He rushed back to the shelves and retrieved another jar. Trinket stroked Gin's hair as the urchin gasped for breath. She would have done absolutely anything to ease the girl's pain, to trade places with her, to make it all go away. But instead, she continued to stand by helplessly, hoping that by some miracle she might be able to transfer strength into Gin simply through her touch.
But Gin was stronger than she was. She always had been.
Gin was strong.
She'd make it through this.
She had to.
Booker returned and took a pinch of reddish-orange powder from the jar in his hand. Coaxing Gin's mouth open, he smeared it on her tongue. "Swallow this for the bleeding," he said, massaging her throat.
Gin squeezed her eyes shut and complied, letting out a heart-wrenching cry as she did. After a moment, her eyes opened again, and she looked up at Trinket. Her gaze wandered back and forth, piercing Trinket straight through the heart when she realized how little strength the girl had left.
When she realized Gin was losing the fight.
Gin focused on Booker. "Did I do good?" she whispered.
Tears welled up in his eyes, and he swallowed with some difficulty as he nodded. "Yes, Gin. You did good. You did very good." He offered a soft smile. "Like always, you were brilliant."
His words brought a grin to the girl's face. He cupped her cheek and placed a gentle kiss between her eyes. Her eyelids fluttered closed, her entire expression turning peaceful even as her body trembled and twitched.
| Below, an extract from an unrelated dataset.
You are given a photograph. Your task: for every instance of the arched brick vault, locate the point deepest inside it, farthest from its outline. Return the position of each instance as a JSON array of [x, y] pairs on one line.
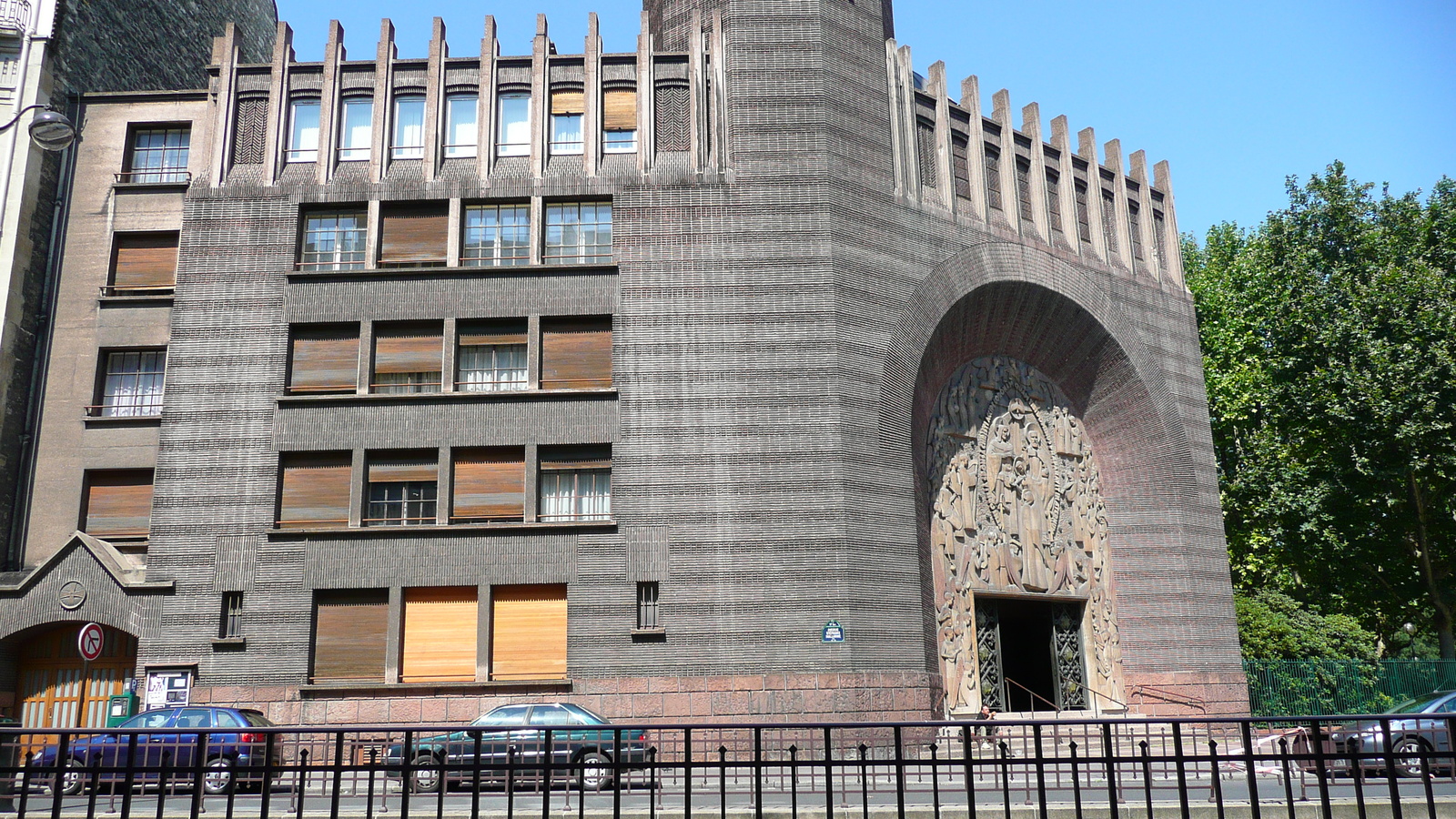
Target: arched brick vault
[[999, 298]]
Booker pulled away, and Gin gave him one last playful smile before taking a final, hiccuping breath.
And then she was still, the spark gone from her amber eyes. The tremors in her body had ceased, and that irresistible, intimidating energy that had always emanated from her faded away. Everything that made Gin who she was seemed to disappear, leaving behind an empty, lifeless shell.
Gin was gone.
The silence was suffocating. It couldn't be true. This couldn't be happening. She couldn't be gone.
Not her.
Not Gin.
A knot formed in Trinket's throat as tears pricked at her eyes, threatening to burst forth like a torrent. But she couldn't cry. If she let herself cry, she'd lose all control. And she couldn't do that. Not now. Not when she had a job to do.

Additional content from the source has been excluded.